Getting Google Cloud Platform data into the Splunk platform
Introduction
When it comes to getting data from Google Cloud Platform (GCP) resources into Splunk (Cloud or Enterprise) there are a number of possible data ingestion paths. Each one presents different characteristics in terms of scalability, security, performance, data support and management.
It is important to consider the trade offs when choosing the solution for each workload. It is also possible to leverage more than one solution.
Throughout this document, we will explore the different architectures, specifically focusing on the pull-based and push-based methods, to empower you in selecting the best solution for your specific use case.
Architecture diagram
The following diagram represents the different data ingestion paths for GCP.

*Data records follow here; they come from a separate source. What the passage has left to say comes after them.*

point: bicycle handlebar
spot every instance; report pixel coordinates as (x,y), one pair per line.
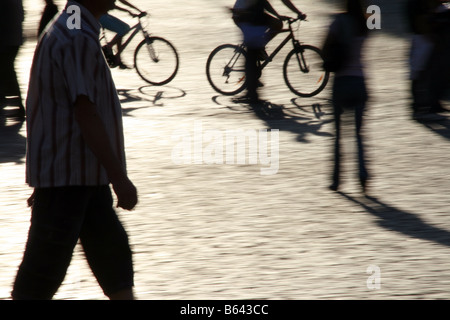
(139,15)
(291,20)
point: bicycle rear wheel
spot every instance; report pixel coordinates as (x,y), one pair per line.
(156,60)
(303,71)
(225,69)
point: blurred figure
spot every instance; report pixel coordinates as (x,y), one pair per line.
(11,38)
(119,27)
(440,55)
(349,88)
(259,23)
(75,149)
(50,11)
(427,57)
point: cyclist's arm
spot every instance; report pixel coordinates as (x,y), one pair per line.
(123,9)
(129,4)
(271,10)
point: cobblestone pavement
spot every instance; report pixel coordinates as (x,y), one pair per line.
(226,231)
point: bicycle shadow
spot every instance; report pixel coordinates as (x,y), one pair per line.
(303,120)
(12,143)
(403,222)
(145,96)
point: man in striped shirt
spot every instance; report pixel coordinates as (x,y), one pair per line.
(75,149)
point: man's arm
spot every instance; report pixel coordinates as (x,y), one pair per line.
(94,134)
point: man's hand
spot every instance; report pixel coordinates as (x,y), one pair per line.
(126,194)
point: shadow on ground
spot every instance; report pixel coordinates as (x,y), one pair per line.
(396,220)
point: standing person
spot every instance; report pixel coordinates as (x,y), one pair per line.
(439,59)
(424,59)
(75,149)
(48,14)
(349,87)
(119,27)
(11,38)
(259,23)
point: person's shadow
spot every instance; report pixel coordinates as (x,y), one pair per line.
(301,119)
(12,143)
(150,95)
(394,219)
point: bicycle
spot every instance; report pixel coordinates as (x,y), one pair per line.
(302,69)
(155,59)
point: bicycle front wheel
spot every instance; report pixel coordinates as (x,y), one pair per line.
(303,71)
(225,69)
(156,61)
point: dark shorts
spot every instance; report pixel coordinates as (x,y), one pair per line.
(114,24)
(61,217)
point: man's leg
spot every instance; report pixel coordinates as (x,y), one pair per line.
(105,243)
(56,219)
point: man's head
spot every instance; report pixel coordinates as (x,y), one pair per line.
(97,7)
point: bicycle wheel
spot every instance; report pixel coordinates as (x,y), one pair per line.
(156,60)
(225,69)
(303,71)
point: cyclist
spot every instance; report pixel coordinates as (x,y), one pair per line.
(259,23)
(119,27)
(247,13)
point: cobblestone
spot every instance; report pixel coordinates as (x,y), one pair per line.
(227,232)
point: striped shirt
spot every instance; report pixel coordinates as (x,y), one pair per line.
(68,62)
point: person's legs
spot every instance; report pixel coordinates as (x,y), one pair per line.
(9,85)
(105,243)
(57,217)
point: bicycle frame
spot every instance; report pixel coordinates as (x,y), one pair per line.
(136,28)
(290,37)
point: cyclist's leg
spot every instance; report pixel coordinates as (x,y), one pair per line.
(116,25)
(274,25)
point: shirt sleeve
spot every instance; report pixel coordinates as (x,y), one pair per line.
(81,65)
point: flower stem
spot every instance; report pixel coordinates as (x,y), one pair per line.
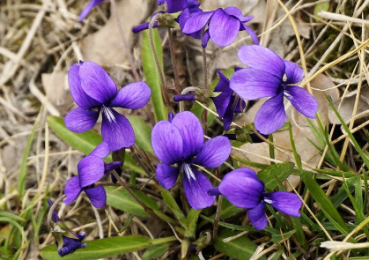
(173,57)
(157,63)
(124,41)
(51,210)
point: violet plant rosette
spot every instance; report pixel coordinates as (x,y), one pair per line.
(269,75)
(243,189)
(94,91)
(86,11)
(223,25)
(224,102)
(179,144)
(91,169)
(66,240)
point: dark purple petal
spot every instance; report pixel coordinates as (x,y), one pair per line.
(205,38)
(197,22)
(79,120)
(166,142)
(223,28)
(242,188)
(271,116)
(112,166)
(133,96)
(286,202)
(302,100)
(72,190)
(97,196)
(96,82)
(144,26)
(214,152)
(293,72)
(166,175)
(88,9)
(176,5)
(90,170)
(101,151)
(251,84)
(234,11)
(221,101)
(191,131)
(252,34)
(55,216)
(116,130)
(257,216)
(262,58)
(196,187)
(70,245)
(78,95)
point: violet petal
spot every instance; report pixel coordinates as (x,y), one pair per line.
(251,84)
(166,175)
(90,170)
(116,130)
(242,189)
(166,142)
(262,58)
(133,96)
(196,187)
(286,202)
(257,216)
(191,131)
(271,116)
(302,100)
(72,190)
(97,196)
(101,151)
(214,152)
(293,72)
(79,120)
(223,28)
(197,22)
(76,91)
(96,82)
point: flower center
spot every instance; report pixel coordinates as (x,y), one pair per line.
(188,171)
(108,113)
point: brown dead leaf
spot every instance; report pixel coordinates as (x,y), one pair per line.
(105,47)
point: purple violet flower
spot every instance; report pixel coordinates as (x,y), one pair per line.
(223,25)
(66,240)
(224,102)
(90,170)
(243,189)
(94,91)
(85,12)
(181,141)
(270,76)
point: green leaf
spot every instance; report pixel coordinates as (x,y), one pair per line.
(172,204)
(142,133)
(151,72)
(275,174)
(240,248)
(119,198)
(101,248)
(23,168)
(86,142)
(155,251)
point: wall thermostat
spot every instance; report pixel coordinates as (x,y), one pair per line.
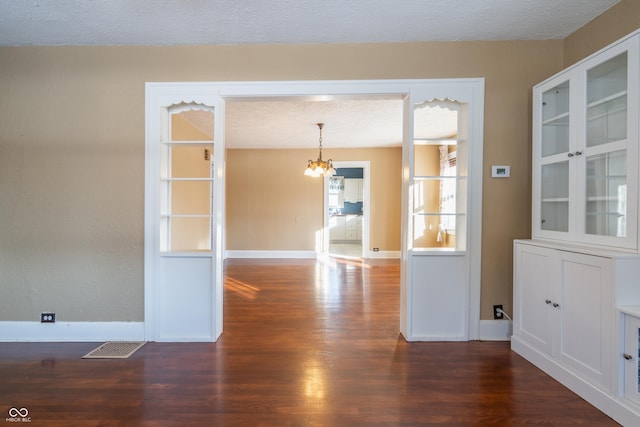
(500,171)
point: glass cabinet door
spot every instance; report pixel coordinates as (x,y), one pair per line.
(554,152)
(606,148)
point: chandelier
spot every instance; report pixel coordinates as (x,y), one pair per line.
(320,167)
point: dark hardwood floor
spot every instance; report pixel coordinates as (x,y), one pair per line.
(305,344)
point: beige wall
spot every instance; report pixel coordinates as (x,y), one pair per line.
(278,208)
(72,156)
(617,22)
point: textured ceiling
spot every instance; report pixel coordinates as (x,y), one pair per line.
(173,22)
(291,123)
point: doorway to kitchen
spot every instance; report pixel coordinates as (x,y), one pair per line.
(346,210)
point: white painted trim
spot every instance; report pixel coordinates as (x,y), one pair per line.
(71,331)
(496,330)
(271,254)
(383,254)
(470,90)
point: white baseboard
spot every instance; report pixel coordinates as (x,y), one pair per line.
(495,330)
(384,254)
(271,254)
(71,331)
(302,254)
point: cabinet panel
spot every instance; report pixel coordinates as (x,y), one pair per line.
(533,276)
(631,358)
(337,228)
(586,315)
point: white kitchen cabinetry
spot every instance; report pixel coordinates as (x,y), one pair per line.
(345,228)
(630,321)
(353,190)
(564,302)
(337,227)
(585,150)
(354,227)
(573,280)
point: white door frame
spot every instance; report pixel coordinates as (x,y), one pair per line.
(470,91)
(365,165)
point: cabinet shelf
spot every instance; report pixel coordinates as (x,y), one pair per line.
(559,120)
(609,98)
(555,200)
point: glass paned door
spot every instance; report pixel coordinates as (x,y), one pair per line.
(187,182)
(606,147)
(439,176)
(555,152)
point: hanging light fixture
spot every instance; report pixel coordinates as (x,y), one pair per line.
(320,167)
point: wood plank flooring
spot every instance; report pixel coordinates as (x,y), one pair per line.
(305,343)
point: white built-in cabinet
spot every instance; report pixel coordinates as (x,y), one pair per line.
(585,151)
(576,279)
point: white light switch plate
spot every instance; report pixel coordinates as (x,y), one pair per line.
(500,171)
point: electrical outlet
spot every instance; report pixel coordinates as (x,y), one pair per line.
(47,317)
(497,314)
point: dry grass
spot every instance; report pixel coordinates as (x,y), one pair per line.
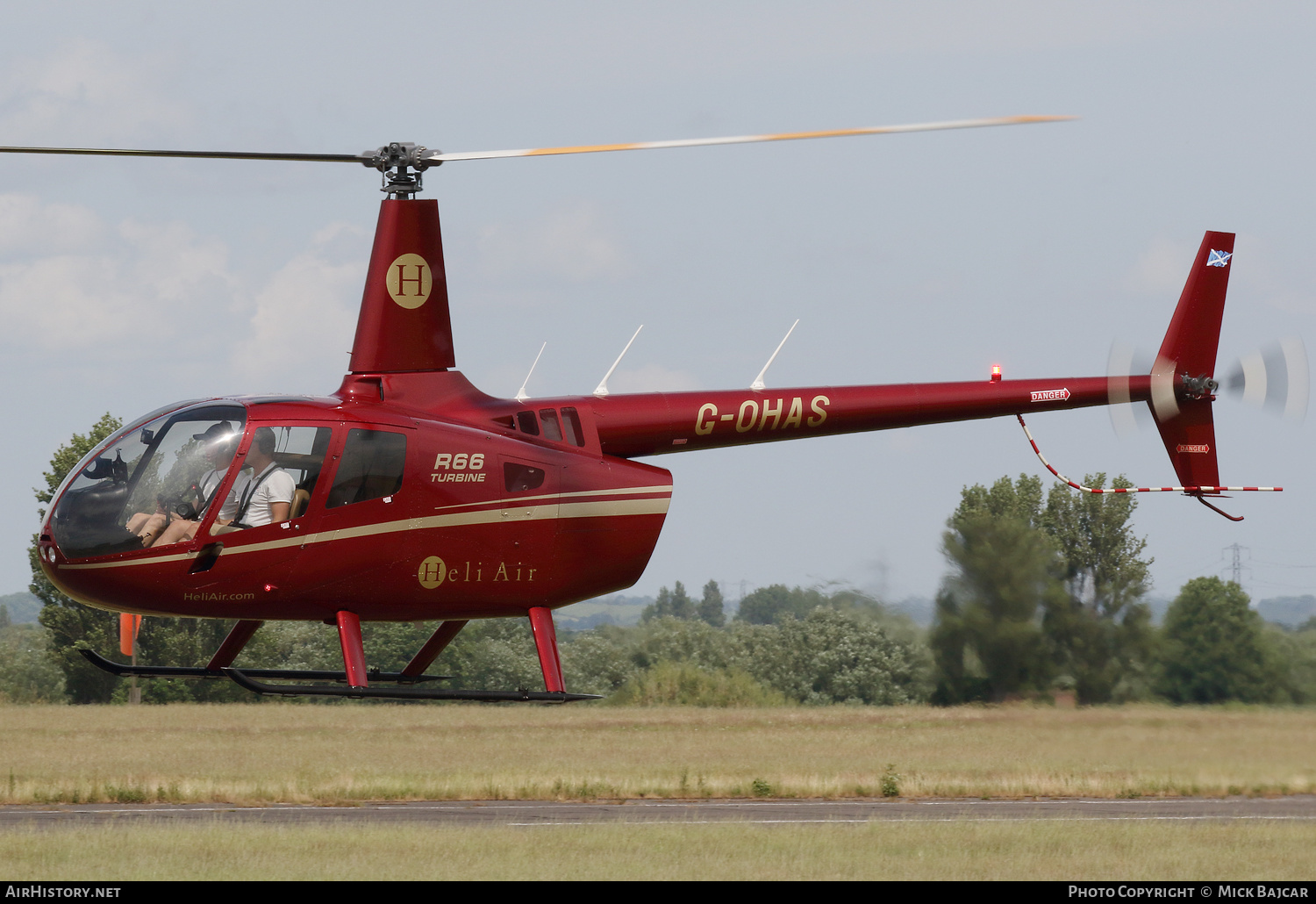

This diagram doesn't show an exhaustive list of data sources, but it is representative of the main integration points.
Note: Google Workspace is not part of Google Cloud Platform, but it is a Google Cloud Service, so it is also represented here.
This document covers the Splunk Add-on for GCP and Event Streaming via HTTP Event Collector. For additional information, refer to the Splunk DB Connect App and Splunk Add-on for Google Workspace.
Architecture options
There are two main ways of ingesting GCP data:
- Pull method: Use the Splunk Add-On for GCP to pull data from the GCP data sources via API calls
- Push method: Use HEC (HTTP Event Collector) as the entry point to push data from the GCP data sources to Splunk (Cloud or Enterprise) over HTTP/S
Please refer to the high-level architecture diagrams below, which illustrate both methods.
Pull based method
All GCP-Monitored services and resources centralize logs and metrics data on Cloud Logging and Cloud Monitoring respectively.
Log data can be sent from Cloud Logging to Cloud Pub/Sub via a data sink. Cloud Pub/Sub is a messaging system that works on a publisher/subscriber model, so once the logs are published to a topic, subscribers can read the data from the topic.
To log data, the Splunk Add-On for GCP supports the collection of billing data, resource metadata and Google Cloud Storage (GCS) content/files. The Add-On calls the Google Cloud APIs based on the intervals and configurations defined by the Splunk Admin. Log data is made available in near real time, since the client (subscriber) is informed when there are new messages in the queue to be processed. There is no need to configure an interval for polling data.
The Splunk Add-On for GCP can be installed on both Splunk Enterprise or Splunk Cloud Platform. For Splunk Cloud Platform the Add-On is installed either on the Search Head tier for Victoria Experience, or in the Input Data Manager (IDM) for Classic Experience.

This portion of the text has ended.